O grupo de ameaças da Coreia do Norte, conhecido como WaterPlum, está por trás da campanha Contagious Interview, que utiliza uma nova técnica de distribuição de malware chamada StoatWaffle. Essa técnica envolve o uso de projetos maliciosos do Microsoft Visual Studio Code (VS Code), especificamente através do arquivo ’tasks.json’, que ativa a execução do malware sempre que um arquivo na pasta do projeto é aberto. O malware verifica se o Node.js está instalado e, se não estiver, o baixa e instala. Em seguida, ele se conecta a um servidor externo para baixar um downloader que executa comandos maliciosos. O StoatWaffle possui dois módulos principais: um stealer que captura credenciais de navegadores e um trojan de acesso remoto (RAT) que permite o controle do sistema infectado. A campanha também inclui a distribuição de pacotes npm maliciosos e a inserção de código JavaScript em repositórios públicos do GitHub. Os atacantes utilizam processos de recrutamento falsos para enganar desenvolvedores, visando profissionais seniores em setores como criptomoedas. A Microsoft implementou medidas de mitigação para proteger os usuários do VS Code contra essa ameaça. Essa situação destaca a necessidade de vigilância constante e medidas de segurança robustas para proteger sistemas de desenvolvimento.
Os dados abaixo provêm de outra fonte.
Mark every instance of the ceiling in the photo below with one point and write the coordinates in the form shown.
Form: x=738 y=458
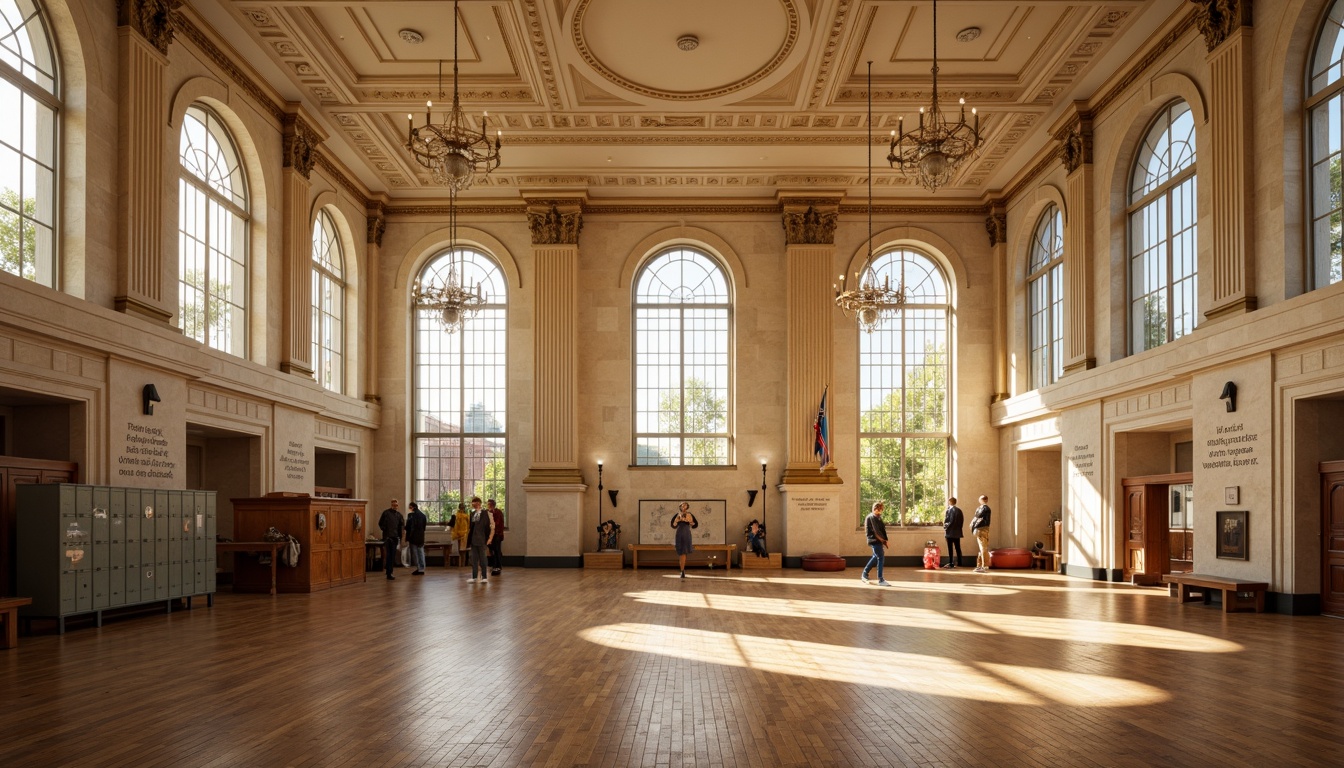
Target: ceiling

Jogo gacha hackeado distribui malware e oferece lootboxes como desculpa

O RPG gacha free-to-play Duet Night Abyss sofreu um ataque cibernético na última atualização, resultando na distribuição de um malware conhecido como Umbral Stealer. Este trojan é capaz de registrar teclas pressionadas, capturar imagens da webcam e roubar credenciais e criptomoedas dos jogadores. O incidente ocorreu no dia 18 de março de 2026, e a equipe do Pan Studio, responsável pelo jogo, agiu rapidamente para corrigir a vulnerabilidade, lançando uma atualização duas horas e meia após a infecção. O malware, que é uma versão antiga de 2023, foi automaticamente detectado e isolado por muitos antivírus. Como forma de compensação, a desenvolvedora ofereceu aos jogadores lootboxes, que incluem recompensas dentro do jogo. A equipe também se comprometeu a revisar a segurança do título e pediu paciência aos usuários enquanto implementam melhorias. Este incidente destaca a importância da segurança em jogos online, especialmente em plataformas populares como a Steam.
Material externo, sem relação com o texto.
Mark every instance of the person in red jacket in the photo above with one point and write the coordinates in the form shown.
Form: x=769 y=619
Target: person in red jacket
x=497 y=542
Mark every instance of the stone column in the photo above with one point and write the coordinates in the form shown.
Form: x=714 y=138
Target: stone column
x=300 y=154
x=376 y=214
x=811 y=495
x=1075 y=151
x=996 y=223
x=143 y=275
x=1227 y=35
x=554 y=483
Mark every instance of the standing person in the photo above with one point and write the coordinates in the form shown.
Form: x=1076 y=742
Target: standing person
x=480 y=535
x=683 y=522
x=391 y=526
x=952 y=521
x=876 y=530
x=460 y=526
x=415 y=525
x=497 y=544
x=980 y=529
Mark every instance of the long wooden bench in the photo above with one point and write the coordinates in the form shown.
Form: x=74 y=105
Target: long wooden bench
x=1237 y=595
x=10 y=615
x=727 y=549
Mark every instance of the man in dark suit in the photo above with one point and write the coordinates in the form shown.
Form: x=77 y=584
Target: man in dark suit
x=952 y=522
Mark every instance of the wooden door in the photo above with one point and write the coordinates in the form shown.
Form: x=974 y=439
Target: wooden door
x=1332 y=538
Microsoft enfrenta problemas de acesso ao Exchange Online

A Microsoft está lidando com um problema de serviço que tem impedido intermitentemente alguns usuários de acessar suas caixas de entrada do Exchange Online através dos aplicativos móveis do Outlook e do cliente de desktop para Mac desde quinta-feira. Após investigar o incidente, identificado como EX1256020, a empresa descobriu que a causa raiz foi uma nova conta virtual introduzida recentemente. No sábado, a Microsoft começou a reverter essa mudança como uma possível solução de longo prazo, após não conseguir resolver o problema reiniciando a infraestrutura afetada. A empresa confirmou que a alteração no serviço do Exchange Online, que visava introduzir uma nova conta virtual, resultou em impactos significativos. Embora a Microsoft não tenha especificado quais regiões ou quantos usuários foram afetados, classificou a interrupção como um incidente, o que geralmente se aplica a problemas críticos de serviço com impacto visível para os usuários. Este não é o primeiro incidente recente, já que uma semana antes, a Microsoft havia resolvido outra interrupção que impedia o acesso a caixas de entrada e calendários via Outlook na web e outros protocolos de conexão do Exchange Online.